But as I’ve discussed in the past, part of the reason I lag on blogging sometimes is because I seem incapable of writing a post without making it a ten paragraph magnum opus. My life has been so incredibly busy I keep having the sense that I “don’t have time to blog,” which is only true if I let it be true. I keep taking pictures of food, I’ve mostly stopped doing any kind of post-processing on my photos and just throw ’em up as is, and if I keep my verbosity to a minimum the whole process shouldn’t take hours, the way it sometimes does. The way it often does. But that’s all in the past now. Maybe. At any rate, the intention of this blog is to serve as a resource for people who want to know what to cook with their CSA veggies and for people who want to know more about vegan, gluten-free cooking. I’d like to find ways to continue to do that, even amidst starting grad school, an overwhelmingly busy social life, and multiple other projects.

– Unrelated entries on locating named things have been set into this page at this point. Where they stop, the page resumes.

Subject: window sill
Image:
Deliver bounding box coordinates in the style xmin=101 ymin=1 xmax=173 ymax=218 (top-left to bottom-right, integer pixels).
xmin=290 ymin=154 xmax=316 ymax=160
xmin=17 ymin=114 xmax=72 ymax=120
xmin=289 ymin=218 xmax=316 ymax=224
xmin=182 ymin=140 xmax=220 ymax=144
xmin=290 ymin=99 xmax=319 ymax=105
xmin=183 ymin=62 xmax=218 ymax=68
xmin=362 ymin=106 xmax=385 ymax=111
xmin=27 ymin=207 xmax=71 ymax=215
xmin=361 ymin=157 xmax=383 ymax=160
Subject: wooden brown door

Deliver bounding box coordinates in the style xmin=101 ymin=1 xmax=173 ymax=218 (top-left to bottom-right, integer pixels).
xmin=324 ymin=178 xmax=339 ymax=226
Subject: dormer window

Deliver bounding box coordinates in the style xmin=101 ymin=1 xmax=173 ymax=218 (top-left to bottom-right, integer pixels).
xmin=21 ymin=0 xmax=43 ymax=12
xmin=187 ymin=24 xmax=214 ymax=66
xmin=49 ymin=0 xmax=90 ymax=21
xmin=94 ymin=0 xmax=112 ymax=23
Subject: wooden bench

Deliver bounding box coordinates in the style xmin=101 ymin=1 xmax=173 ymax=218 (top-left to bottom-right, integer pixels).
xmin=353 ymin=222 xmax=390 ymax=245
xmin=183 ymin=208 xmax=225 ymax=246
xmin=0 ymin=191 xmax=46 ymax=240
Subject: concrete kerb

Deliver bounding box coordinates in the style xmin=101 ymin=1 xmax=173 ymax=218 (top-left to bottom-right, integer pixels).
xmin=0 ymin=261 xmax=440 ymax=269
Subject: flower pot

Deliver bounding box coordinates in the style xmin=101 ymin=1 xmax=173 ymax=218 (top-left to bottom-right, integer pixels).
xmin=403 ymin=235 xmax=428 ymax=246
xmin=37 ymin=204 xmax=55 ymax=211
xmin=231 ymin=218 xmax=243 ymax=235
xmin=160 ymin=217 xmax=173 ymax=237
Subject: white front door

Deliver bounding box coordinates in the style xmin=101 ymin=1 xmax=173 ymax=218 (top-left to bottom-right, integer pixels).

Falafel with homemade GF pita, baba ganoush, and turnip pickles

So today, as my reentry to the magical land of food blogging, I bring you the best baba ganoush ever. The baba this recipe produces is in a whole ‘nother category from store-bought baba. I think the two main distinguishing features are the texture, which is smoother and more fluid than the paste-like version one often finds in commercial baba, and the unparalleled smokiness. If you’ve never had homemade baba (and you’re not one of those people who can’t stand smoky flavor) this stuff is going to blow you away! I make it as often as I can (hurray for eggplant season!) and it’s incredibly gratifying to whip up a huge tub of the same spread that costs $4 for a tiny 8oz container.

The recipe I use is a David Lebovitz recipe, and I make it exactly according to his specifications and love it, but I do have a few notes. Normally in this case I would reprint the recipe here (with proper attribution and link) so that my notes and the recipe would be in one place (I find recipe notes tend to get lost if they’re on a different blog than the recipe I’m using) but David is very stern about wanting to be asked first, and that kind of time spent is what I’m trying to avoid right now in my new, keep-on-blogging regime. Plus his commentary in the post is quite witty and fun, so it’s good that you’ll get to enjoy that as well.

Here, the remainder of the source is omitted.